CHAPTER XIII.
THE EGYPTIAN HEAVENS—THE ZODIACS OF DENDERAH.
We can readily understand that in the very beginning of observations in all countries, the moment man began to observe anything, he took note of the stars, and as soon as he began to talk about them he must have started by defining, in some way or other, the particular stars he meant.

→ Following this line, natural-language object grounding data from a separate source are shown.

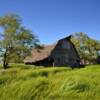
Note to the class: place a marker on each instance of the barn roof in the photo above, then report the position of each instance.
(40, 54)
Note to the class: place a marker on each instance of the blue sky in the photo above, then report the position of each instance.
(55, 19)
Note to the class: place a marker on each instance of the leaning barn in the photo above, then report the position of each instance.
(61, 54)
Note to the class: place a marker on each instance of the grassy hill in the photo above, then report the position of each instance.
(21, 82)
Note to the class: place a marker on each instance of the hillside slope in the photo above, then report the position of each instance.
(30, 83)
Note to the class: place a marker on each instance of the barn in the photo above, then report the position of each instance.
(63, 53)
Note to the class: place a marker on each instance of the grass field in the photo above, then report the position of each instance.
(21, 82)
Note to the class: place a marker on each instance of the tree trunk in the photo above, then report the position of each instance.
(5, 63)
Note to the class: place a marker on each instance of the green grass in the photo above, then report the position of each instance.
(23, 82)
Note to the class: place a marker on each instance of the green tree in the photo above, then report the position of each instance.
(16, 41)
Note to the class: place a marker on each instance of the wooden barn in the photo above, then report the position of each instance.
(63, 53)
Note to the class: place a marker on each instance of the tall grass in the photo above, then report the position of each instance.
(30, 83)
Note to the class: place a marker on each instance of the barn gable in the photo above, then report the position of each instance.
(61, 54)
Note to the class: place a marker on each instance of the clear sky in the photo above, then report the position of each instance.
(55, 19)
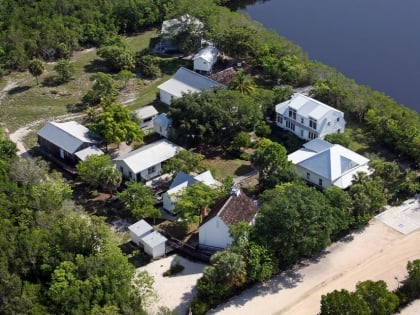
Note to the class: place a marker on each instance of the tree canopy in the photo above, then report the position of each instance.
(295, 220)
(116, 124)
(213, 117)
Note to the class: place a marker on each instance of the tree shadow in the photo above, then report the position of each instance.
(243, 170)
(76, 108)
(97, 65)
(51, 81)
(18, 89)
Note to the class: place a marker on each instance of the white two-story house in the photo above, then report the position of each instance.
(308, 118)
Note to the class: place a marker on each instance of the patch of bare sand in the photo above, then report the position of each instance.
(376, 253)
(175, 292)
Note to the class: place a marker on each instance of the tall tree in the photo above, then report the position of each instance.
(140, 200)
(65, 70)
(36, 67)
(377, 297)
(295, 220)
(343, 303)
(243, 83)
(193, 199)
(116, 124)
(270, 159)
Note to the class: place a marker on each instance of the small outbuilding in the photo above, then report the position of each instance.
(213, 232)
(154, 244)
(205, 59)
(146, 115)
(162, 125)
(139, 230)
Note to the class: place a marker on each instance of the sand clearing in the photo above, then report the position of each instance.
(376, 253)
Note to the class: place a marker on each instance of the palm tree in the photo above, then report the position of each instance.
(243, 83)
(36, 67)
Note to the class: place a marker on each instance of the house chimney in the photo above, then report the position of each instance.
(203, 214)
(235, 191)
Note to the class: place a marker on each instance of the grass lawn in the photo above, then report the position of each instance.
(223, 168)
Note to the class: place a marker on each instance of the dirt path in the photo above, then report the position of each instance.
(378, 253)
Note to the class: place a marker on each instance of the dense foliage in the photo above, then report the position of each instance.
(213, 117)
(56, 259)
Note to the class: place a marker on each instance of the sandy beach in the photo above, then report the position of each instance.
(377, 252)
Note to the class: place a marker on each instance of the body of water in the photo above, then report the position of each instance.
(374, 42)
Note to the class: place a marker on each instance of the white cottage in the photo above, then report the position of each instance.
(308, 118)
(145, 163)
(324, 164)
(182, 181)
(69, 141)
(205, 59)
(139, 230)
(237, 207)
(154, 244)
(146, 115)
(183, 82)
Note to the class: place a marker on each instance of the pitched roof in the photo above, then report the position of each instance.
(146, 112)
(140, 228)
(149, 155)
(233, 209)
(224, 76)
(153, 239)
(84, 153)
(187, 81)
(68, 135)
(208, 53)
(306, 106)
(331, 161)
(162, 120)
(173, 26)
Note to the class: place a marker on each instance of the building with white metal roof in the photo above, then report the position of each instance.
(324, 164)
(146, 115)
(308, 118)
(139, 230)
(67, 141)
(154, 244)
(183, 82)
(182, 181)
(146, 162)
(205, 59)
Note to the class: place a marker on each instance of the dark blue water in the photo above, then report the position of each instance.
(374, 42)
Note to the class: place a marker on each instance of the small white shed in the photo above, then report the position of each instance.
(154, 244)
(161, 125)
(139, 230)
(146, 115)
(205, 59)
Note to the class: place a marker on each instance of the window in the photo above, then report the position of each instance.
(290, 125)
(151, 170)
(312, 135)
(292, 113)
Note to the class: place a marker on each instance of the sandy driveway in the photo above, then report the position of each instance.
(378, 253)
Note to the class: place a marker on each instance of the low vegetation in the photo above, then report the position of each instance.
(59, 259)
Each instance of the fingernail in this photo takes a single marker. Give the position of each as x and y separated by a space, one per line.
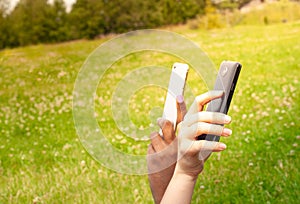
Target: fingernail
227 132
222 146
227 118
179 98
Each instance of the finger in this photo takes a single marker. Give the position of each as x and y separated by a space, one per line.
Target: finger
202 100
157 142
204 128
150 149
209 117
181 108
167 129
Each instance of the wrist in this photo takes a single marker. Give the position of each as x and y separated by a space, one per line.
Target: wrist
187 176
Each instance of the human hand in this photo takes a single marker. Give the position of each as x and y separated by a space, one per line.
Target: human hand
162 154
192 152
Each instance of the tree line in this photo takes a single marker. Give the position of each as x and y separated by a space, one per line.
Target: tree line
37 21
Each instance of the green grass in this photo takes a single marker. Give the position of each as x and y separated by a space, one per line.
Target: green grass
43 161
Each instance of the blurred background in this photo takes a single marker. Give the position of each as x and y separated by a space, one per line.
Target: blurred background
24 22
43 45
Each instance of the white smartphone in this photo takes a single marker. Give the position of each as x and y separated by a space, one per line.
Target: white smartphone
176 88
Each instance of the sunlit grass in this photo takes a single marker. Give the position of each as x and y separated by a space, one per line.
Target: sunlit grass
42 159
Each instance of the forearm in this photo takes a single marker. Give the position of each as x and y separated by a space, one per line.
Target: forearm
180 189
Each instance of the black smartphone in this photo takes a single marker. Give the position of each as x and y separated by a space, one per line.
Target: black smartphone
226 80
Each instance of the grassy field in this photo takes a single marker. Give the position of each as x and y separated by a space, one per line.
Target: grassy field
43 161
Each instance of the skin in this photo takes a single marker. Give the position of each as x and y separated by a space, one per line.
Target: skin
159 181
176 183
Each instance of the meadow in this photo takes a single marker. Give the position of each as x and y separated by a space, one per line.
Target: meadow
43 161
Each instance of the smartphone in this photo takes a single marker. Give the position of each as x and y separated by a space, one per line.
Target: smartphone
176 87
226 80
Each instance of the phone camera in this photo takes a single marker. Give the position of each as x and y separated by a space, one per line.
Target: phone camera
224 72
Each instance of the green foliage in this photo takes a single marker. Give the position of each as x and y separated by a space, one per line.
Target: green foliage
275 12
36 21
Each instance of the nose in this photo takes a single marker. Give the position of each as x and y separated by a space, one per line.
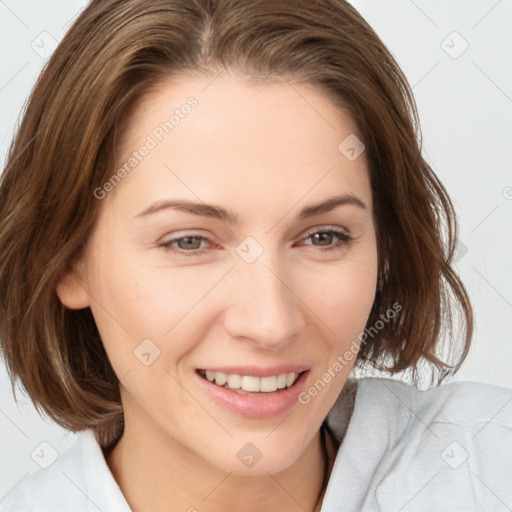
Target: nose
264 307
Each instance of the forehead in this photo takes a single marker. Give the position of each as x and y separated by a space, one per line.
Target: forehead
240 142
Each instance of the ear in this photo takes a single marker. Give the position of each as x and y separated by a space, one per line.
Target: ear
71 289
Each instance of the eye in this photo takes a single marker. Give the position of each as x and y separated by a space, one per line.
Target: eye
186 245
327 236
324 239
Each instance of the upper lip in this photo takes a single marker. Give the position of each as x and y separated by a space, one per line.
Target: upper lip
257 371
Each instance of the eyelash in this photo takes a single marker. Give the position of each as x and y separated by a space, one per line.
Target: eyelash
344 240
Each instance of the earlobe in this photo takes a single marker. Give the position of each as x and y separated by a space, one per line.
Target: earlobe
72 292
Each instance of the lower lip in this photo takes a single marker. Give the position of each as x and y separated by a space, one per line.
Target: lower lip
262 406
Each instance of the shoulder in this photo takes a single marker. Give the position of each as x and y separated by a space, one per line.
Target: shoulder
464 403
79 479
445 448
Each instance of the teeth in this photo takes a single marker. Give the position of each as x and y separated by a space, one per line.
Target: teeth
252 384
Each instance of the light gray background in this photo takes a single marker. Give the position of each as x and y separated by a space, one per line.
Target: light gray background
464 97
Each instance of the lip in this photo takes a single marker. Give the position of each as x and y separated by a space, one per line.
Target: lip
262 406
256 371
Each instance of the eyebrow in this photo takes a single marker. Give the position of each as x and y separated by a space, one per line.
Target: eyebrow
219 213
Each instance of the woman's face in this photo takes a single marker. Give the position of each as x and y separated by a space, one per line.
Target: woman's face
249 274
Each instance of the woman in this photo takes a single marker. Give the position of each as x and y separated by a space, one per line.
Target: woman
211 213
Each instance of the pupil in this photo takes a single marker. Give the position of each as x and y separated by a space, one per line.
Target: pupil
321 237
186 241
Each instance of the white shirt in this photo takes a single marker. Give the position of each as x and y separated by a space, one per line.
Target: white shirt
445 449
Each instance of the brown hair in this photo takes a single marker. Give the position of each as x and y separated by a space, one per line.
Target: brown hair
117 51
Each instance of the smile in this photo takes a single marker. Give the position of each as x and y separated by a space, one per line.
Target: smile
249 383
253 392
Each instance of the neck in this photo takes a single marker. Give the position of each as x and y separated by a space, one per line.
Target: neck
159 474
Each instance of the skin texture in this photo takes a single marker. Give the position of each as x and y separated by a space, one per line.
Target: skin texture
264 151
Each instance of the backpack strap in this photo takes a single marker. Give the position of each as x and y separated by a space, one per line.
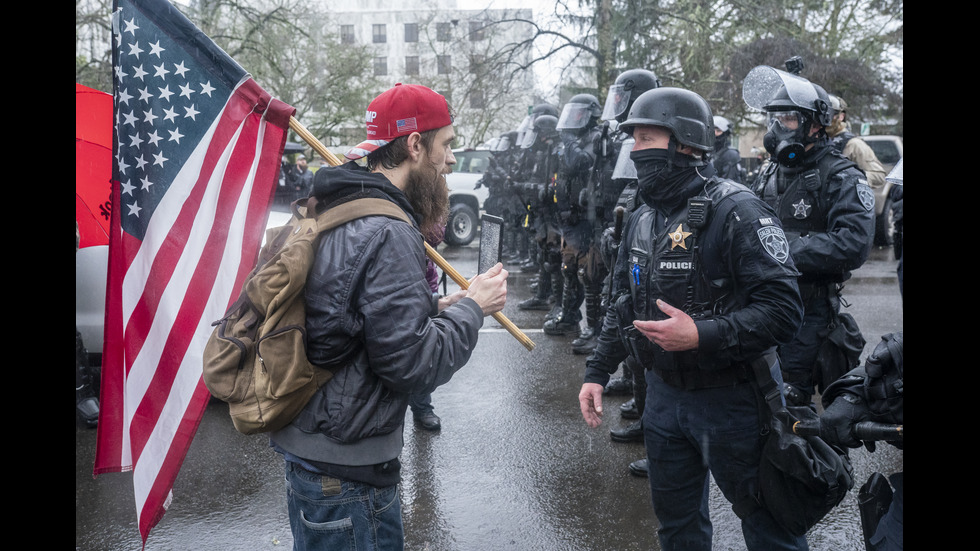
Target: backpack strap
304 209
359 208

Observers would first consider the brightest stars, and separate them from the dimmer ones; they would then discuss the stars which never set, and separate them from those which did rise and set; then they would take the most striking configurations, whether large or small. They would naturally, in a Northern clime, choose out the constellation the Great Bear, or Orion, and for small groups the Pleiades. These would attract attention, and be named before anything else. Then, later on, it would be imperative, in order to connect their solar with their stellar observations, that they should name the stars which lay along the sun's path in the heavens, or those the rising of which heralded the sunrise at their festivals. They would confine their attention to a belt round the equator rather than consider the configuration of stars half-way between the equator and the north pole. In all countries—India, China, Babylonia, Egypt—they had eventually such a girdle round the heavens, called by different names in different countries, and the use of this girdle of stars, which sometimes consisted of twenty-eight stations, sometimes of twenty-seven, and sometimes of less, was to enable them to define the place of the sun, moon, or of any of the planets in relation to any of these stars.
Not very many years ago, when the literature of China and India was as a sealed book, and the hieroglyphics of Egypt and the wedges of Babylonia were still unread, we had to depend for the earliest traces of astronomical observation upon the literatures of Greece and Syria, and according to these sources the asterisms first specialised and named were as follows:—
| The Great Bear | Job (xxxviii. 31), Homer. |
| Orion | Job (ix. 9), Homer, Hesiod. |
| Pleiades, Hyades | Job (xxxviii. 31), Homer, Hesiod. |
| Sirius and the Great Dog | Hesiod (viii.), the name; Homer called it the Star of Autumn. |
| Aldebaran, the Bull | Homer, Hesiod. |
| Arcturus | Job (ix. 9; xxxviii. 32), Homer, Hesiod. |
| The Little Bear | Thales, Eudoxus, Aratus. |
| The Dragon | Eudoxus, Aratus. |
In the Book of Job we read, "Canst thou bind the sweet influences of Pleiades, or loose the bands of Orion? Canst thou bring forth Mazzaroth in his season? or canst thou guide Arcturus with his sons?"
Here we have the difficulty which has met everybody in going back into these old records, because there was no absolute necessity for a common language at the time; it was open to everyone to call the stars any name they chose in any country, therefore it is difficult for scholars to find out what particular stars or constellations were meant by any particular words. In the Revised Version, Arcturus has given place to "the Bear with its train," and even our most distinguished scholars do not know what Mazzaroth means. I wrote to Professor Robertson Smith to ask him to give me the benefit of his great knowledge, and he tells me that Mazzaroth is probably that band of stars round the ecliptic or round the equator to which I have referred, but he will only commit himself to the statement that it is a probable enough conjecture; other people believe that it was a reference to the Milky Way.
I mention this to show how very difficult this inquiry really is. The "seven stars" are held by many to mean the Pleiades, and not the Great Bear; but this, I think, is very improbable.
Much is to be hoped from the study of the Babylonian records in relation to the Egyptian ones. This is a point I shall return to in the sequel.
In observing stars nowadays, we use a transit circle which is carried round by the earth so as to pick up the stars in different circles round the axis of the earth prolonged, and by altering the inclination of the telescope of this instrument we can first get a circle of one declination and then a circle of another.